I dated assholes for years before I met my husband. He is everything they were not (nice, caring, kind, considerate, as well as being MAJORLY hot

). There were various reasons I dated assholes.
Firstly, for reasons I don't want to go into involving family situation and the way others (won't say "friends") treated me all ym life it never occurred to me that being trated like shit was in any way abnormal. I had never had anyone in my life - family, acquaintances, classmates - other than my gran - who did NOT treat me like absolute shit most of the time. I thought being manipulated, emotionally abused, screamed at, and expected to spend all my time ministering to other people (because they mattered and I did not) was normal and that I was a bad person. Heck, everyone kept telling me I was, that was all I heard until I was around 15.
So when assholes treated me like shit, I didn't realise that I shouldn't have to put up with this kind of thing. I had the lowest self esteem you could imagine and didn't realise I was reasonably hot and could date lots of guys if I wanted.
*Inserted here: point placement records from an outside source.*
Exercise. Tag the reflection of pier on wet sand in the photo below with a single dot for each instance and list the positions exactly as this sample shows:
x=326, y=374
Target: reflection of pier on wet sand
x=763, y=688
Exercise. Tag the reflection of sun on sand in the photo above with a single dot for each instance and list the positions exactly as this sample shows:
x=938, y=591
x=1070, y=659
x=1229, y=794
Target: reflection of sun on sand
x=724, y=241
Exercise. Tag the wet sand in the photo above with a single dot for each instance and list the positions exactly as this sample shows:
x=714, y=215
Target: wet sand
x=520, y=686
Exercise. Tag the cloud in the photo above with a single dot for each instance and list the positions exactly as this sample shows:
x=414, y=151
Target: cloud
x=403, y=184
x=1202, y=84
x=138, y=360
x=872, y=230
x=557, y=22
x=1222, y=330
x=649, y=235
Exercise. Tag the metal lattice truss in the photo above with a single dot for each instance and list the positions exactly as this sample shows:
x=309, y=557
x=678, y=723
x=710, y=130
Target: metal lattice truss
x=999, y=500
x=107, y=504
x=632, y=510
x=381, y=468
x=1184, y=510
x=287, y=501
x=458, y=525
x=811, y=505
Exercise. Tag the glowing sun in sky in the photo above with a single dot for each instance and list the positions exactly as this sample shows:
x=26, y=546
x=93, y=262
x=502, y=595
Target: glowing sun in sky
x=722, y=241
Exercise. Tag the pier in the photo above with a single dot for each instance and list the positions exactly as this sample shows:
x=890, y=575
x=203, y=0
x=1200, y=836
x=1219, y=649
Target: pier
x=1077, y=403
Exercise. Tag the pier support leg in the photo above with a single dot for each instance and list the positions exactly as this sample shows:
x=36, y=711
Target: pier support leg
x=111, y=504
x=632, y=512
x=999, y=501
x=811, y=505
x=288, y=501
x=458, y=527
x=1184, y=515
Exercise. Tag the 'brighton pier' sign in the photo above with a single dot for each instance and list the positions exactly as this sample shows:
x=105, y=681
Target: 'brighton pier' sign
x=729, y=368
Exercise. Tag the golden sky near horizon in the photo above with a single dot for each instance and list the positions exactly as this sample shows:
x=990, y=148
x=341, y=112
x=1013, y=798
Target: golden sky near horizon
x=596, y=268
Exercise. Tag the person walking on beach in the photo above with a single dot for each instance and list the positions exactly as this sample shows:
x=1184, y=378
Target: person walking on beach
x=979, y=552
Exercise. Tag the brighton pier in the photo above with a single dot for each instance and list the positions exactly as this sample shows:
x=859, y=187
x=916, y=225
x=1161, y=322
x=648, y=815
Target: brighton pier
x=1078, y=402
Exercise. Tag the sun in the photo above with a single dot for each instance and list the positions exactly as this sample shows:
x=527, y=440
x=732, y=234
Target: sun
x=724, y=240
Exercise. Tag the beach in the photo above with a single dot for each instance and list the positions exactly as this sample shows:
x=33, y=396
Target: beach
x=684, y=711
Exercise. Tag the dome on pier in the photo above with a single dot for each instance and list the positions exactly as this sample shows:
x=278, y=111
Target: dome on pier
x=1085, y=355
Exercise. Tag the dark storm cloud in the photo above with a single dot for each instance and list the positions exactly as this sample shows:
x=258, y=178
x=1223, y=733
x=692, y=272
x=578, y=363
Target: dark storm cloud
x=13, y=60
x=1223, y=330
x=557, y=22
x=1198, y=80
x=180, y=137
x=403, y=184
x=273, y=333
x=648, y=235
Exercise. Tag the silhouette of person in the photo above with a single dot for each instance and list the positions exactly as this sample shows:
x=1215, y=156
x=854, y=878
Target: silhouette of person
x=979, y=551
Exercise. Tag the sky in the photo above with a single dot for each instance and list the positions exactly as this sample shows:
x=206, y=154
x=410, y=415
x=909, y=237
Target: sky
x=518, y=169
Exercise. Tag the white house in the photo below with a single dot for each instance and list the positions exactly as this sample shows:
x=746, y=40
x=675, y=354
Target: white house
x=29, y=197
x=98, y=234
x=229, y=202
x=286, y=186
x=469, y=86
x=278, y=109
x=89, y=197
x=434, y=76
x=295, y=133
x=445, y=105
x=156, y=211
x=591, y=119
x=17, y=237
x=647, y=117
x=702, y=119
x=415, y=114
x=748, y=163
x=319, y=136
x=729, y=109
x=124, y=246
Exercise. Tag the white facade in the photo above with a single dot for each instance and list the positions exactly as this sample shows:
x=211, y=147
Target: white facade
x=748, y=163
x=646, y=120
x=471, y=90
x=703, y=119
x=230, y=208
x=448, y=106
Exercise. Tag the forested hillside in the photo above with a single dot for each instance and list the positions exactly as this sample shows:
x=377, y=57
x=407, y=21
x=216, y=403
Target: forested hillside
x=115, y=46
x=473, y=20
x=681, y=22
I felt that if someone was interested, I had to go out with them, and do everything they said, and if I didn't like that, I was a bad person.
Eventually I had a nervous breakdown and ended up in hospital due to one asshole I was dating being such an utter dickhead to me and constantly getting into arguments with me and putting me down because he didn't like what I had said/done/tone of voice/something I was wearing/I disagreed with him etc etc around 10 times a day. And I started to recover some self-esteem, or develop some, I ditched the guy and vowed I would NEVER date another asshole.
And I never did. Bottom line, a lot of women learn at home from their familes that they aren't worth shit, so they take all the crap that is dished out. There are plenty of nice guys going out with absolute bitches as well, works both ways.